Contributory expertise, is what you need to do an activity with competence - not knowledge of facts but knowledge acquired by immersion in a domain to acquire tacit knowledge.
Interactional expertise, is the ability to master the language of a specialist domain in the absence of practical competence.
The idea of interactional expertise is immanent in many roles, from peer reviewer to high-level journalist, not to mention sociologist or anthropologist, but it seems not to have been discussed before in an explicit way.
Ubiquitous expertises are those, such as natural language-speaking, which every member of a society must possess in order to live in it.
Low levels of specialist expertise are better described as levels of knowledge—like knowledge of the kind of facts needed to succeed in general knowledge quizzes.
To acquire higher levels of specialist expertise, more than ubiquitous expertise is needed. To go further along row three it is necessary to immerse oneself in a domain so as to acquire specialist tacit knowledge, not just learn more facts or fact-like relationships. Two categories of higher level expertise are found at the right hand end of the specialist expertise rows. Contributory expertise, then is what you need to do an activity with competence.

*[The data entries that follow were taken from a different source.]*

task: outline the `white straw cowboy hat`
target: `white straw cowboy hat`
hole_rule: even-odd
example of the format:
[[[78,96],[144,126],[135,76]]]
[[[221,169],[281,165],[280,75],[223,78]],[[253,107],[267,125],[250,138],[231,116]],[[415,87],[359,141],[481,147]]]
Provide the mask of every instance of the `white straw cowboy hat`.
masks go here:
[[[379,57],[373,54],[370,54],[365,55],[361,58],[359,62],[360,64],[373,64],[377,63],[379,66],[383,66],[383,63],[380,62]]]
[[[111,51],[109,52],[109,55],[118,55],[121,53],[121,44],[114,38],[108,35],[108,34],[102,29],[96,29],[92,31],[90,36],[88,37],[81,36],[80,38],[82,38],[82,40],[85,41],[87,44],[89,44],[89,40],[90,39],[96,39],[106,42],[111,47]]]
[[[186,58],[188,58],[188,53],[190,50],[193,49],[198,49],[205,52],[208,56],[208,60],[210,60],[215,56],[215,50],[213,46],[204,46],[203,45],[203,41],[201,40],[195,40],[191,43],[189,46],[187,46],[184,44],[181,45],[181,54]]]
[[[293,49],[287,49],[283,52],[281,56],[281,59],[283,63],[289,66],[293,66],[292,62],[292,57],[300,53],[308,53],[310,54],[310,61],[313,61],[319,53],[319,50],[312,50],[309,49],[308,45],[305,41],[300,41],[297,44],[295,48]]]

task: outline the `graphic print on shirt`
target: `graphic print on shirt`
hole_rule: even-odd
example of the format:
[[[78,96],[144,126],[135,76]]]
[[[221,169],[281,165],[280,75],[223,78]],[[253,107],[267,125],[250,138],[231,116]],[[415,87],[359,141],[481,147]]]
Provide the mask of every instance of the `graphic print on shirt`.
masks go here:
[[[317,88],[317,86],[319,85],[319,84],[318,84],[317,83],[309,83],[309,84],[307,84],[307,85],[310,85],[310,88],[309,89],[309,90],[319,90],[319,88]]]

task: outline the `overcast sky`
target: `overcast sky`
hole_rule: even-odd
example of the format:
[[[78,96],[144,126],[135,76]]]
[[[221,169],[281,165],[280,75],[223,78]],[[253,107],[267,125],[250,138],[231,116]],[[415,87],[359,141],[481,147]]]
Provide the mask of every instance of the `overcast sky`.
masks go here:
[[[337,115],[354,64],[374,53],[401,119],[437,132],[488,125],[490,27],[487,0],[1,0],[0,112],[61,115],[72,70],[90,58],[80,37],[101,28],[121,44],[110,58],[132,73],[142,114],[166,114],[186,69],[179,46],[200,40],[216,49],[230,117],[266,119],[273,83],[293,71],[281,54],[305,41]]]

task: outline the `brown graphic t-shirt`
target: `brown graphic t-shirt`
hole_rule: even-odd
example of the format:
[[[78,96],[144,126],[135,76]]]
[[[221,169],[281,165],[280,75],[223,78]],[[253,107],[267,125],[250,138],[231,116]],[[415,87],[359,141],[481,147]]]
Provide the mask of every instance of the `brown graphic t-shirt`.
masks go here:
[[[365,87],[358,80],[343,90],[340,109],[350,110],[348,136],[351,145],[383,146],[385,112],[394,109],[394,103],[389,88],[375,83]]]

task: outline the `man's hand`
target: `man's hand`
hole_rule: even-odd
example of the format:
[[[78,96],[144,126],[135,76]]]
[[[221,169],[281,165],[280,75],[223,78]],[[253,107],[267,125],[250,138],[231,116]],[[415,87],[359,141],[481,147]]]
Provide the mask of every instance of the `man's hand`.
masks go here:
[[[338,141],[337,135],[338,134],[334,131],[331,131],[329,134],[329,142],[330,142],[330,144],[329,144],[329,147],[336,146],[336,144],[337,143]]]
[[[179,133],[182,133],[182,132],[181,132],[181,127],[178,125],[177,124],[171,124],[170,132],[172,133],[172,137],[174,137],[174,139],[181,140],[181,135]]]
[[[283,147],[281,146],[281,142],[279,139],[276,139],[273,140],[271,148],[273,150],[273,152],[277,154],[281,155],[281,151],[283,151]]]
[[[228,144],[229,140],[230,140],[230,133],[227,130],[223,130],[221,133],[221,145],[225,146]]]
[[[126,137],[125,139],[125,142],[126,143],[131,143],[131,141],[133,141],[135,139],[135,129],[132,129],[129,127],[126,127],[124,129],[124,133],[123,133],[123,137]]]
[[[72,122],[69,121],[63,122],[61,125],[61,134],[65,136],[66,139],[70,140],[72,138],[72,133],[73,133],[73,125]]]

OUTSIDERS CHOOSE ON EXTERNAL CRITERIA OTHER THAN EXPERTISE
The final row of the table refers to the criteria that outsiders try to use to judge between experts to avoid having to make the more difficult kind-of judgments described above. They can check
- expert's qualifications, they can check
- expert's track records of success,
- or, what we argue is the best method of the criterion-based judgment, they can assess the expert's experience.